Çok sıkışık ve düz olmayan bir yerde diz çokmüş durumdaydım ve çiğnenmiş bir yaban gülü dalındaki diken bacağıma saplanıyordu… Canım yandıkça bacağımı yukarı doğru kasıyor, kastıkça da adalelerim daha fazla yoruluyordu…
…..
…Acaba kaç kişi şu an DAHA RAHAT BİR POZİSYONDA bulunmak istiyordu?..
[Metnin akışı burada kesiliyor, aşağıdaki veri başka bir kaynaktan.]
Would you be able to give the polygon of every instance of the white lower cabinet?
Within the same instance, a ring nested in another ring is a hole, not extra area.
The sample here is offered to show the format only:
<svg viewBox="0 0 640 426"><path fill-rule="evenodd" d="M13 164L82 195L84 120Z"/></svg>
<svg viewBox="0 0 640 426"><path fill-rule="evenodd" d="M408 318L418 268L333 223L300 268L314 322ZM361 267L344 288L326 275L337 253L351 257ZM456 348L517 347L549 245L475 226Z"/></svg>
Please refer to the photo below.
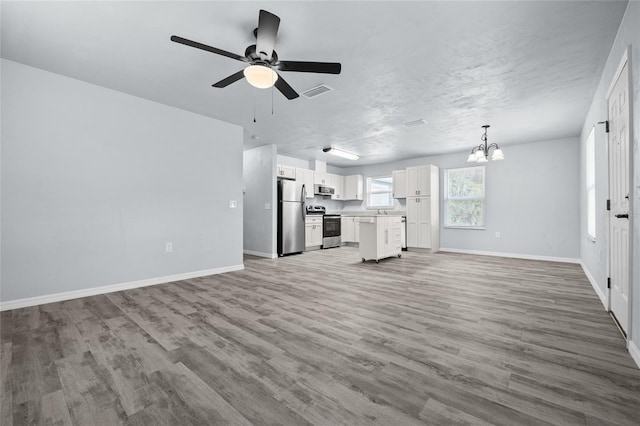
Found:
<svg viewBox="0 0 640 426"><path fill-rule="evenodd" d="M322 245L322 216L307 216L304 223L305 247Z"/></svg>
<svg viewBox="0 0 640 426"><path fill-rule="evenodd" d="M402 254L402 218L374 216L360 218L360 257L362 261Z"/></svg>
<svg viewBox="0 0 640 426"><path fill-rule="evenodd" d="M360 241L360 218L355 216L342 216L340 223L340 235L343 243L357 243Z"/></svg>

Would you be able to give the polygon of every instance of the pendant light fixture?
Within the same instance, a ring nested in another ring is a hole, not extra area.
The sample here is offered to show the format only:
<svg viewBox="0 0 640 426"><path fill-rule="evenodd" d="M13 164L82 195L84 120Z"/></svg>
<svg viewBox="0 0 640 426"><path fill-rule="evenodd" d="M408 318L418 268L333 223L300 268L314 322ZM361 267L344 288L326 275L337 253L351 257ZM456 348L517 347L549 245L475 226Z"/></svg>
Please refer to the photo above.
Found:
<svg viewBox="0 0 640 426"><path fill-rule="evenodd" d="M469 154L469 158L467 158L467 162L472 163L486 163L489 161L489 150L493 149L493 154L491 154L491 159L493 161L504 160L504 153L500 149L497 143L492 143L491 145L487 142L487 129L491 127L488 124L482 126L484 129L484 134L480 138L482 143L476 147L473 147L471 150L471 154Z"/></svg>

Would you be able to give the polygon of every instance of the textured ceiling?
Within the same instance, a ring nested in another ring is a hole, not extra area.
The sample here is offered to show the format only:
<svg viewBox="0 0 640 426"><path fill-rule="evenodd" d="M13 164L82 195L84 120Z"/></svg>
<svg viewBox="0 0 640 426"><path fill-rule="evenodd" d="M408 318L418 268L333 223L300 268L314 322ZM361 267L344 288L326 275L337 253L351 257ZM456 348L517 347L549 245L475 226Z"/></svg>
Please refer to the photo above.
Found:
<svg viewBox="0 0 640 426"><path fill-rule="evenodd" d="M11 2L2 57L241 125L245 148L334 165L466 151L491 124L500 145L579 134L626 2ZM280 59L341 62L342 74L282 73L286 100L241 80L258 11L280 16ZM273 114L272 114L273 106ZM253 122L254 109L257 122ZM427 124L403 123L423 118ZM362 156L328 158L333 145ZM505 149L508 158L508 149Z"/></svg>

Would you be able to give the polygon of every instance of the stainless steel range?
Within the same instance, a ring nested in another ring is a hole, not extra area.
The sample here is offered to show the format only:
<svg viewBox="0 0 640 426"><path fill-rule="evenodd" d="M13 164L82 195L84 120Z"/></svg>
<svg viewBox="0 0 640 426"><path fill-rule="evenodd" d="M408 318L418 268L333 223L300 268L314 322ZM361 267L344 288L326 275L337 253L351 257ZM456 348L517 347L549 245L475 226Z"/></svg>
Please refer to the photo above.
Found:
<svg viewBox="0 0 640 426"><path fill-rule="evenodd" d="M340 247L340 215L327 214L324 206L307 206L307 214L322 215L322 248Z"/></svg>
<svg viewBox="0 0 640 426"><path fill-rule="evenodd" d="M340 247L340 215L322 216L322 248Z"/></svg>

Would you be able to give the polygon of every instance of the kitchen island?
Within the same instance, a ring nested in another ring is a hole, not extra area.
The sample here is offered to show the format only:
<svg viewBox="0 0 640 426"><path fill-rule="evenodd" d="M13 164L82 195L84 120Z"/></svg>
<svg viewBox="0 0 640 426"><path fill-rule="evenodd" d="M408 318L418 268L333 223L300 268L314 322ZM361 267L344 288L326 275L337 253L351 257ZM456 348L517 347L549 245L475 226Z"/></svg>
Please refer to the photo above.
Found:
<svg viewBox="0 0 640 426"><path fill-rule="evenodd" d="M402 218L375 215L360 217L360 257L362 261L402 255Z"/></svg>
…İmam efendinin duası uzuyordu…
…Uzamalı mıydı, uzamamalı mıydı?..
…Şu an burda avuç açmış; “amiin” diyenler bir gün kendilerinin de böyle bir duayı dinledikten sonra, “amiin” diyenlerin, kendilerini bırakarak usulca çekilip gideceklerini düşünebiliyorlar mıydı?..
…Söylenmişti, duymuştum…
“Mevta cenazesini ve kendini takip edenleri görür, sesleri duyar; ağıtlardan ve dövünmelerden de rahatsız olur”, denmişti…
…Kabristan doluydu…
…Herkes el açmış ve “amin” diyordu… Son defa; “Faaatiha!..” Diye bağırdı hoca efendi ve herkesin dudakları kıpırdadı…
…Sonra hareketlendiler…
…Birer ikişer, üçer beşer kabristanı terketmeye başladılar… En sona yakınlardan bir iki kişi kaldı… Onlardan biri toprağı ıslattıkları mavi ibriği aldı… Mezarlık görevlisi kürekleri topladı.
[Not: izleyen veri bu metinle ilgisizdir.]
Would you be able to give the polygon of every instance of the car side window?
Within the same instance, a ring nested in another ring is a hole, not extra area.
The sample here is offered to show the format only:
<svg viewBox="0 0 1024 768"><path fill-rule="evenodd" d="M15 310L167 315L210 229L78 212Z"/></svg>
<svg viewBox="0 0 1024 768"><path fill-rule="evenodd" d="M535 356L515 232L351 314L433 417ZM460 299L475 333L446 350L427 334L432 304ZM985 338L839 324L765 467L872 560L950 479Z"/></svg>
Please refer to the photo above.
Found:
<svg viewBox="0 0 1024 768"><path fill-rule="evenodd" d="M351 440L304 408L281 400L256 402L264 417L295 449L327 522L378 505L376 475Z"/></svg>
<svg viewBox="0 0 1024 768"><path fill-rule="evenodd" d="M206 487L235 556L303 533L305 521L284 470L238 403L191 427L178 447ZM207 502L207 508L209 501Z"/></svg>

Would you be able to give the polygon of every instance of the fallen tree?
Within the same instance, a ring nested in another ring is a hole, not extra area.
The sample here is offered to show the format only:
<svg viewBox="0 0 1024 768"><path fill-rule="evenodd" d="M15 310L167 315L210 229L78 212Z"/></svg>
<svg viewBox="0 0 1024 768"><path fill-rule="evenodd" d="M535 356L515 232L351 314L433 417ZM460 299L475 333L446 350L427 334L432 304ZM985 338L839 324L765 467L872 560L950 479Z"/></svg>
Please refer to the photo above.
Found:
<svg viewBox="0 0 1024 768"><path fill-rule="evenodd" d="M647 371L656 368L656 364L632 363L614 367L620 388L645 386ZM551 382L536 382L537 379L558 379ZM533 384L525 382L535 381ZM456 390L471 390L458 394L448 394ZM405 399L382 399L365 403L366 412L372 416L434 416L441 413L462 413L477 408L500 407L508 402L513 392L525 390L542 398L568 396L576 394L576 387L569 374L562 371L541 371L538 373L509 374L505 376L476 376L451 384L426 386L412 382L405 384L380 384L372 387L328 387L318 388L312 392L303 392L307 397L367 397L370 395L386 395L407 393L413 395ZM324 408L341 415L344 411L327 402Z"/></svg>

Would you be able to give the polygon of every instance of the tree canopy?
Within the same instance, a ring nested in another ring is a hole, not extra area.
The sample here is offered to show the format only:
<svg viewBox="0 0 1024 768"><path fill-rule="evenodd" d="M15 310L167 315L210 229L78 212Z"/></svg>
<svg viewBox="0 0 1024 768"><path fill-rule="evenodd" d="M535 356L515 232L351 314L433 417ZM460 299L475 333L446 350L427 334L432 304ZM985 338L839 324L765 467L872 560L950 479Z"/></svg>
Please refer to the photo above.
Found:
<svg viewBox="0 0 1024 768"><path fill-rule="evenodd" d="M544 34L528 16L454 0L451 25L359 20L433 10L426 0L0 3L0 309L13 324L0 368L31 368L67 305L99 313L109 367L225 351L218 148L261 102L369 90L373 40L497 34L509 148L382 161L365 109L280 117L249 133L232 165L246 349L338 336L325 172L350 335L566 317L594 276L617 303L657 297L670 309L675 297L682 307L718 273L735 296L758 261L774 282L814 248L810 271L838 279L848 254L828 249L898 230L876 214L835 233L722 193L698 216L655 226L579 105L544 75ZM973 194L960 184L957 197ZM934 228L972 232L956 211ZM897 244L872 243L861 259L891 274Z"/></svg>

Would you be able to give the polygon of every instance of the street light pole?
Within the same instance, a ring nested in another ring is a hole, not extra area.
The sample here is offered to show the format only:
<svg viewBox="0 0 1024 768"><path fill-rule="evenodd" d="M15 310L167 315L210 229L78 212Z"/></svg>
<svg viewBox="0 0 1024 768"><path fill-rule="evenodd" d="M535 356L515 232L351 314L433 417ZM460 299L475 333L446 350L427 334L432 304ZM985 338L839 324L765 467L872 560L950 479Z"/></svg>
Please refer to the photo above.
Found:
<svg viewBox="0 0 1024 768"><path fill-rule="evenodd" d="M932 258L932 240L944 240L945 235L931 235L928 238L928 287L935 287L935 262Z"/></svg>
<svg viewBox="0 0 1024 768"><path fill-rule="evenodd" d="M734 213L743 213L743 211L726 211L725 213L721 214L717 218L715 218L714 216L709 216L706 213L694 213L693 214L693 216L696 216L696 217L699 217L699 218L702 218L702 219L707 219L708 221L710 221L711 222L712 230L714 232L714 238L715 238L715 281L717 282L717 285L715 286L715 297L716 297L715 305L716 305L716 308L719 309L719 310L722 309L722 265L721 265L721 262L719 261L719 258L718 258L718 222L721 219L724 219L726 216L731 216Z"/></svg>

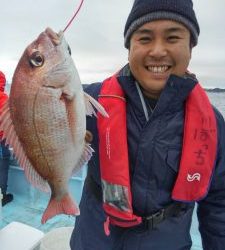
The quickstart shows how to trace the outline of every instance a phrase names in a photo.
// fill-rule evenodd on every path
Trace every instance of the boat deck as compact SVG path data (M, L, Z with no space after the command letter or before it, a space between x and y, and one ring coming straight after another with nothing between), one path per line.
M69 182L73 198L79 202L86 176L86 168ZM33 188L26 180L23 170L19 166L12 165L9 171L8 192L14 195L14 200L2 208L2 222L0 229L10 222L17 221L37 228L44 233L58 227L74 226L75 217L59 215L41 224L41 217L49 200L49 194L44 194ZM194 214L191 236L193 240L192 250L201 250L201 239L198 232L196 213Z
M71 193L77 203L80 201L85 176L86 169L84 168L69 182ZM14 199L2 208L0 228L12 221L25 223L45 233L56 227L74 226L75 217L67 215L55 216L44 225L41 224L41 217L47 207L49 194L42 193L32 187L19 166L10 167L8 192L13 194Z

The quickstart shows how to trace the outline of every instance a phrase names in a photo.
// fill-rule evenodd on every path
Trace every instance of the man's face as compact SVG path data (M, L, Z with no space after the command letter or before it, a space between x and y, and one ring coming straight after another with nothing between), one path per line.
M187 70L191 59L190 32L170 20L146 23L133 33L128 59L145 95L158 98L170 74L183 76Z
…İnsanlar çekilince bir kuş uzun uzun öttü…
…Ben; BÜTÜN SESLERİMİ YERYÜZÜNDE BIRAKMIŞTIM YA, konuşamadım… “Durun, beni bekleyin”, diyemedim…
…Bir böcek yürüdü sarkık duran dalın üzerinde…
…Ben; BÜTÜN ADIMLARIMI ATMIŞ OLDUĞUMDAN, bir adım daha atamadım…
…Ben…
…ORDA KALDIM;
…Aynen diğer herkesin de bir gün böyle bir mezarlıkta YAPAYALNIZ kalacağı gibi…
Adımı seslendi biri, dönüp baktım;
“Gelsene, dedi… Bak seni kiminle tanıştıracağım…”
YÜRÜYEBİLDİM;
Kanatlarına alçı sürülmüş bir serçe kuşu gibi!..
ÇIKABİLDİM KABRİSTANDAN;
Bir gün çıkamayacağımı bilerek!..
…..
Allahü teala hepimize nereye gideceğimizi bilmek ve ona göre hareket etmek… İman üzre bu hayatı terketmek nasip eylesin…
Ve duaların kabul olunduğu bu mübarek aylar hürmetine hepimizin ölmüşlerine de rahmet eylesin, amiin…
“Kasvet” mi zerkettim damarlarınıza, bilmiyorum.
Bildiğim şu ki; yukardakiler HAYATIN EN ÖNEMLİ GERÇEĞİ…
…..
Yazılacak yine çok konu vardı aslında…
Ama bazı gün yazılar böyle KENDİLİĞİNDEN geliveriyor, sorgusuz – sualsiz…
Geliyor ve sorgusuz sualsiz gidiyor işte; sorgulu ve sualli bir “mekâna” giden bizlere doğru!